Dual Currency Variant Products are suitable for those:
- Seeking potential higher returns than a regular deposit product and being able to bear the possible principal losses.
- Who are indifferent to receiving their Principal Amount and Return Amount in either the Investment Currency or the Alternate Currency at maturity, and having specific market view on the foreign exchange.
- Who may have potential needs for the Alternate Currency because they:
- have business investments
- are pursuing an overseas education
- have investment properties and housing loans in the Alternate Currencies
- You should understand the risks inherent in the Underlying and possess the relevant investment experience.
Contact our Relationship Manager to set up an appointment today, who will cover the following:
- Understand your current financial position, and your risk appetite.
- Explain the product in more details, including product features and risks.
- Help you to read, understand and sign the Structured Investment Agreement and the General Risk Disclosure Statement.
- Assist you to read, understand and sign the Term Sheet.
- If you do not already have one, help you open an ANZ China Personal Deposit Account. This requires your National ID/Passport.
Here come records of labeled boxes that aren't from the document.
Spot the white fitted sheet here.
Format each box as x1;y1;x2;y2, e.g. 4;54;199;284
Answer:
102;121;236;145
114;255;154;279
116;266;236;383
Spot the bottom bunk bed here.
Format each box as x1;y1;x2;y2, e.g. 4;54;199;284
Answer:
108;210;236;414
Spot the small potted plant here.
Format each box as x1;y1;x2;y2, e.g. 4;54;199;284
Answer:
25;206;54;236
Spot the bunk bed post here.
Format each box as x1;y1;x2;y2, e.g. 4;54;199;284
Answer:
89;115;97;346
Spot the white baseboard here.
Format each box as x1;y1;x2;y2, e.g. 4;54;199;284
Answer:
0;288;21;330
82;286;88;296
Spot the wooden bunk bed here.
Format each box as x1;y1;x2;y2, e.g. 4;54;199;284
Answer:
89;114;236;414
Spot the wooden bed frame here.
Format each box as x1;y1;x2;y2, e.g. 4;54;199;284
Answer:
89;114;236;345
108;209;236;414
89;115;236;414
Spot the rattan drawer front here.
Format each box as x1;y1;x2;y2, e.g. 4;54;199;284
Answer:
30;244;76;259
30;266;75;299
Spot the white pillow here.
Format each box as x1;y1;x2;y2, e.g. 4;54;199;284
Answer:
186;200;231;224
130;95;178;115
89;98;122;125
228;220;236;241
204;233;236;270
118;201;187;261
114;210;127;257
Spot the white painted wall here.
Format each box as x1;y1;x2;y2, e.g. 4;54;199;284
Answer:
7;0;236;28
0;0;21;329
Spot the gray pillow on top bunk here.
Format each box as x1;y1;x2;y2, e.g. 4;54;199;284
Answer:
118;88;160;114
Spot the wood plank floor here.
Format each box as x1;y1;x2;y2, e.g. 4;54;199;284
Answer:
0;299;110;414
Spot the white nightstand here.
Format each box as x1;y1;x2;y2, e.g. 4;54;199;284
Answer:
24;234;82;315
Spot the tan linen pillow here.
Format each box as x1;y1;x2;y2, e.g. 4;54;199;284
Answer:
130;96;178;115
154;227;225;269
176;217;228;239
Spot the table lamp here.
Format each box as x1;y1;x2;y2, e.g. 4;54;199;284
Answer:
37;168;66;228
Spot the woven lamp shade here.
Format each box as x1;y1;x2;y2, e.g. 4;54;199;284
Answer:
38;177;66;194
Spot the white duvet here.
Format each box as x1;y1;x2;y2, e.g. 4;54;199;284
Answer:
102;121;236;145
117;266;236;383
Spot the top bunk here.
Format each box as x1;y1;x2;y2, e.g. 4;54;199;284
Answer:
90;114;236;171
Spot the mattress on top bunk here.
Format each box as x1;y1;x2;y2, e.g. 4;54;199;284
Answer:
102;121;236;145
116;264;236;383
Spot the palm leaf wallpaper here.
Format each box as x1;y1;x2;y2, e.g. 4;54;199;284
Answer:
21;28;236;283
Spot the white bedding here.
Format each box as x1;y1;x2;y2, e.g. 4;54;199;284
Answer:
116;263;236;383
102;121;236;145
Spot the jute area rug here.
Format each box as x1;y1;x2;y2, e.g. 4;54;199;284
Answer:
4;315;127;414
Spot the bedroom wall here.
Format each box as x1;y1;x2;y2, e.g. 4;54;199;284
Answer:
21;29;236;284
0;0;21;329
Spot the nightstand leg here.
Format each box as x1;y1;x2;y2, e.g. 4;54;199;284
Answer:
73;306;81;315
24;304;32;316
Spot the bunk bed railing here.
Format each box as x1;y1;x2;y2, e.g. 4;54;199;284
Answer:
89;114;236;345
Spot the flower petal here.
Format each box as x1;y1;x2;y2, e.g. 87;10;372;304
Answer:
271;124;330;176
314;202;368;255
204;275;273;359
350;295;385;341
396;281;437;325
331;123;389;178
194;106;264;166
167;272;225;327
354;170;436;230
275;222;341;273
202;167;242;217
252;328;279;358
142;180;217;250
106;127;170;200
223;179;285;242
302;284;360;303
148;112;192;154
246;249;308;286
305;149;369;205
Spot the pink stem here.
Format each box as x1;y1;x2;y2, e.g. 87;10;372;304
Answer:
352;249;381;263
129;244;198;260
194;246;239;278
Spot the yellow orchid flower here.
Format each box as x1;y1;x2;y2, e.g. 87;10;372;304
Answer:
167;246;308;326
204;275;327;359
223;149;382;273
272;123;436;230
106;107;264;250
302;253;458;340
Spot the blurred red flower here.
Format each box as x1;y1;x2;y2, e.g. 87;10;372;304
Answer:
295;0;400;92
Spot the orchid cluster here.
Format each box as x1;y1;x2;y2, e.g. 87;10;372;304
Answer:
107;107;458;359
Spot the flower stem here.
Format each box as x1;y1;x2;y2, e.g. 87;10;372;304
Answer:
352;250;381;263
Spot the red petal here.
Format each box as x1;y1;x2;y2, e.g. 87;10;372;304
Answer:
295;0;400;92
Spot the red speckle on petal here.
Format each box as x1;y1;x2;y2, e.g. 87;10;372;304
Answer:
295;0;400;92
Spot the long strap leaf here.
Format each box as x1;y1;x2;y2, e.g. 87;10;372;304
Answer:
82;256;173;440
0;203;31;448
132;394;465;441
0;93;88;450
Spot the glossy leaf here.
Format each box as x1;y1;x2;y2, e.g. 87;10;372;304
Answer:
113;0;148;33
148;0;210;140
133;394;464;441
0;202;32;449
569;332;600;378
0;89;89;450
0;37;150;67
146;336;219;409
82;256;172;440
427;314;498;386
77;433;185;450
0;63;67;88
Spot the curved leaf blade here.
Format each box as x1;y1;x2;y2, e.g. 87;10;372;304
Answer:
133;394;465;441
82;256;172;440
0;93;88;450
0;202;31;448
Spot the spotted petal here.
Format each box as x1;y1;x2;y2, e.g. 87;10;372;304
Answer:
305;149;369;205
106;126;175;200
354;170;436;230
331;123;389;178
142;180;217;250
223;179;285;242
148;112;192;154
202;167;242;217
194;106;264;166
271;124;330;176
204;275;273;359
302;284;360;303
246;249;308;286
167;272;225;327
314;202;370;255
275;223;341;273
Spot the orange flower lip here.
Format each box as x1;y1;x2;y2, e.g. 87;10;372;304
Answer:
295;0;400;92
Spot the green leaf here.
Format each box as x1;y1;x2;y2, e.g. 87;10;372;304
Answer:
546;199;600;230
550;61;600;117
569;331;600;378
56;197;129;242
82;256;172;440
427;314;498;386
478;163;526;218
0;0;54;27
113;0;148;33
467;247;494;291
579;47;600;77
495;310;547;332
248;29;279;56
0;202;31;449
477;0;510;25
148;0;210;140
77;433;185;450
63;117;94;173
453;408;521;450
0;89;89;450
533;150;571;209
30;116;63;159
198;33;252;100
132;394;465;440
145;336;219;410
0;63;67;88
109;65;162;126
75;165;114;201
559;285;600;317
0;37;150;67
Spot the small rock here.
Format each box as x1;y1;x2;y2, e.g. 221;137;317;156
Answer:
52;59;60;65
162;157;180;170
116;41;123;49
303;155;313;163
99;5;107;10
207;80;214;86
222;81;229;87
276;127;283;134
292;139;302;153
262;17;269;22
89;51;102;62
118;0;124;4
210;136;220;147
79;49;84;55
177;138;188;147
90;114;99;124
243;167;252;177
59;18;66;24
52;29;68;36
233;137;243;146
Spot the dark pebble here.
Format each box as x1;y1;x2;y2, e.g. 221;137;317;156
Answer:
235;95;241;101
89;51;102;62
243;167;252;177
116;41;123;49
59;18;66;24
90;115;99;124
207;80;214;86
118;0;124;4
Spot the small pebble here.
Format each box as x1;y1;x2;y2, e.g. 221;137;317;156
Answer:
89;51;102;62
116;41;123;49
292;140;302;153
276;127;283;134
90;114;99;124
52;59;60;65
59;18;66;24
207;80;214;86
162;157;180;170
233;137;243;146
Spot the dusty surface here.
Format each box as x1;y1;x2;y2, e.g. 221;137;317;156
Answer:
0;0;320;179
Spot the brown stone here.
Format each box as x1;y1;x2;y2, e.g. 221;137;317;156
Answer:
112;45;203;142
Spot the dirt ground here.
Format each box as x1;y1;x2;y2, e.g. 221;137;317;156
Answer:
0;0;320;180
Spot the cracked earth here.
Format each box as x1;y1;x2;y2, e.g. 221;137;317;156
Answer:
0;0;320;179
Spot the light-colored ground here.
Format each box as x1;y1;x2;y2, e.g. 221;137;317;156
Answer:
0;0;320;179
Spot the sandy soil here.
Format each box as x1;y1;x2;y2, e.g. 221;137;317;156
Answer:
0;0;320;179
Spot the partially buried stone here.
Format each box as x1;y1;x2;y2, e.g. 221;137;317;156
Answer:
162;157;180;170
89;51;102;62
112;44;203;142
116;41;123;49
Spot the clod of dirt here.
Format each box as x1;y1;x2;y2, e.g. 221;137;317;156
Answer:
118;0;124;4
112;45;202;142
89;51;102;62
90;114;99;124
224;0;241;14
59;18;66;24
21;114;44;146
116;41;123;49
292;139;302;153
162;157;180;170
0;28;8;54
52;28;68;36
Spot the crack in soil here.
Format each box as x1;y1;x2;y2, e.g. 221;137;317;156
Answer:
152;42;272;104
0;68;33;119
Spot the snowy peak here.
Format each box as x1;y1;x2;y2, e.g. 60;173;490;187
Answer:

- Contact us or call us at 400-920-8880
Note: This document is prepared in both Chinese and English. The Chinese version shall prevail in case of any discrepancy between the two language versions.
- A Dual Currency Variant Product is a non-principal protected investment product but not a traditional deposit, and should not be treated as a substitute for a traditional deposit.
- Any early withdrawal or early termination of this product by you before maturity is not permitted.
Foreign Exchange Risk:
- A Dual Currency Variant Product is subject to foreign exchange fluctuations which may affect the principal and the return on your investment.
You may be exposed to foreign exchange risk as the Investment Currency may not be your preferred home currency of choice. You may incur potential foreign exchange losses if you convert the Investment Currency or Alternate Currency at maturity back to your preferred home currency.Foreign exchanged controls may be imposed by the country issuing the foreign currency from time to time and may delay or prevent the repayment of the Principal Amount and Return Amount to you.
- The investment decision is yours but you should not invest in the Dual Currency Variant Product unless you are satisfied that you understand the investment nature, sought independent financial advice and /or you have determined that the product is suitable for you taking into account your financial situation, risk appetite, investment experience and investment objectives.